I begin to look at my day in hour-long chunks, hoping I can squeeze some words out here and there. 6am, get up, get the kids breakfast. By 8:30, they should have all been dropped off at school and I can return home, where the kitchen needs to be cleaned. By 9am, I can sit down to write. The phone rings off the hook. This bill needs paying, this appointment needs rescheduling. The dogs need to go out, now they need to come in. I haven’t eaten anything all morning. I have to pick up daughter from preschool at 11, what time is it? 10:30? Already? Maybe I can get some writing done while she naps. I bring her home, serve her lunch and time to wind down from the stimulation of preschool. She’s down for a nap by 1pm, finally I can write. But I have to have my lunch, as well. I fix it, and sit down to write. It’s 1:30, and my first-shift husband comes through the door, tired and cranky about his job. He wants to talk about it. Now, it’s 2:30. Finally, I’m writing. For an hour, interrupted by phone calls. How much have I written? A sentence? At 3:30 my son comes home, the signal that my work day is over. He and his sister will fight. There will be slapping and pushing and screaming, and my husband will be too exasperated by them to effectively solve the problem. He’ll become exasperated with me, too, when I lose my temper because I just. Need. To Work. My brain is already too tired from fighting for time to write. I’ll just wait until after dinner. But after dinner, after the baths, after the kids are in bed after multiple trips to the bathroom, for water, whatever excuse they can dream up, I’m tired. I give up. I go to bed. Tomorrow will be different.
But tomorrow isn’t different. Tomorrow, I get up, I get the kids ready for school. I forget the testing appointment, FUCK! I have to call the school, and they’re put out with me calling yet again when I should have sent a note. At 10am, we’re headed to the far-off testing appointment. By the time we get home, it will be after 1pm, daughter will have briefly fallen asleep in the car, negating any chance of a nap for the day, and I will be too emotionally exhausted to try and write. It’s very hard to face that your child might have a handicap, that this might be the new reality. You can’t write about something as trivial as werewolves fucking, when you’re realizing that your child isn’t normal, and your brain is busy spending that time blaming everything you did, from daring to watch television when he was an infant to having him vaccinated. Meanwhile, I guiltily give in to my daughter’s every demand for my attention, even if it means I can’t do my job, because I’m worried the concern for her brother is leaving her in the cold.

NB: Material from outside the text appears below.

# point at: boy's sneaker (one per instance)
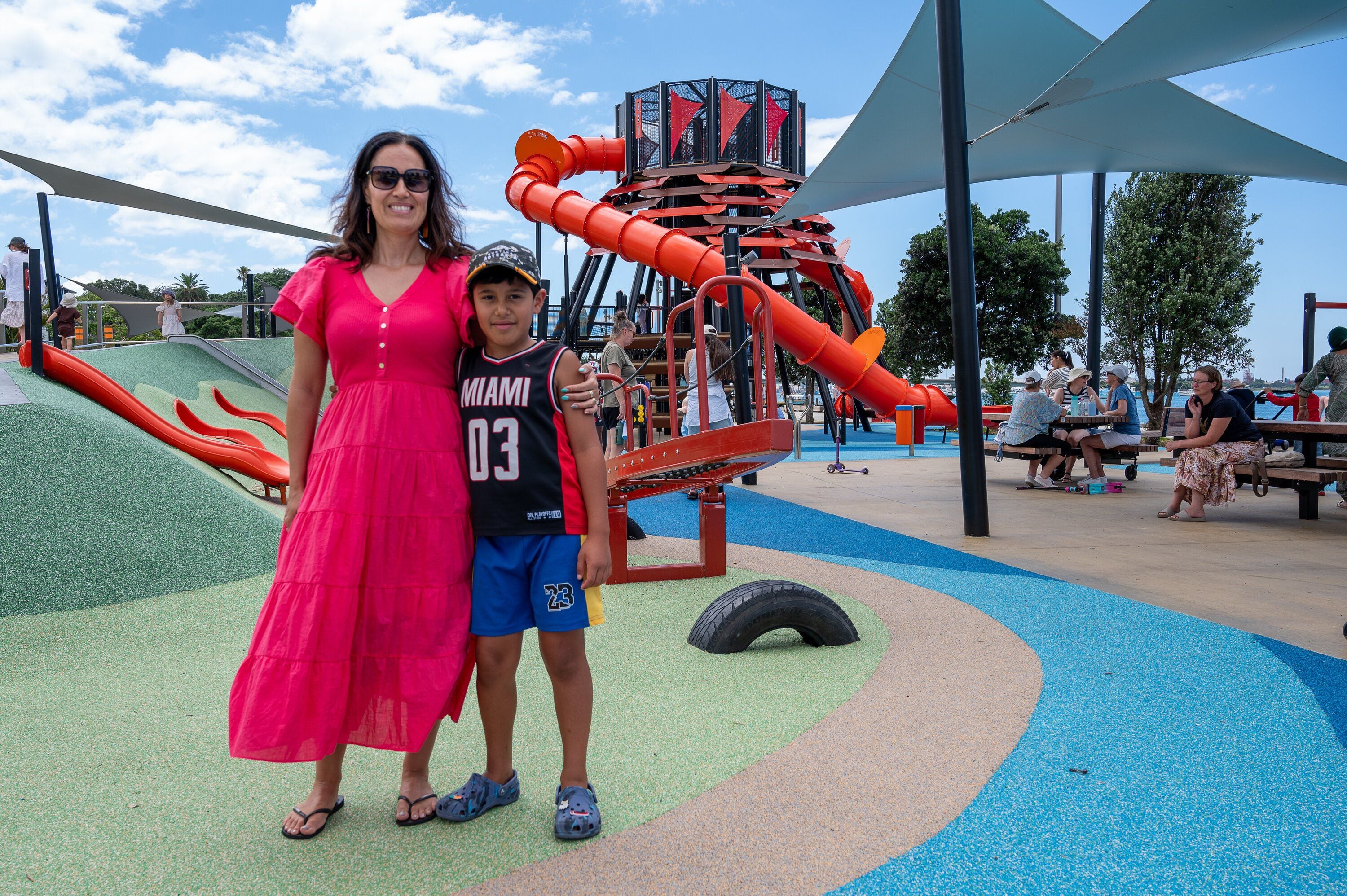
(476, 797)
(577, 813)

I don’t know how to fix this problem. I do know that the book will be done on time. This will be accomplished through too many late nights, not enough sleep, at the expense of the house looking like the worst home ever featured on hoarders. I know I can do the work. I know I can write an excellent book. But at what cost?
It’s almost 1am. My daughter is still not sleeping, and my manuscript blinks at me while I guilty type this blog. No one wants to read about werewolves who can’t get their jobs done, though, and sometimes, you just need to let out the bad before you can use the good.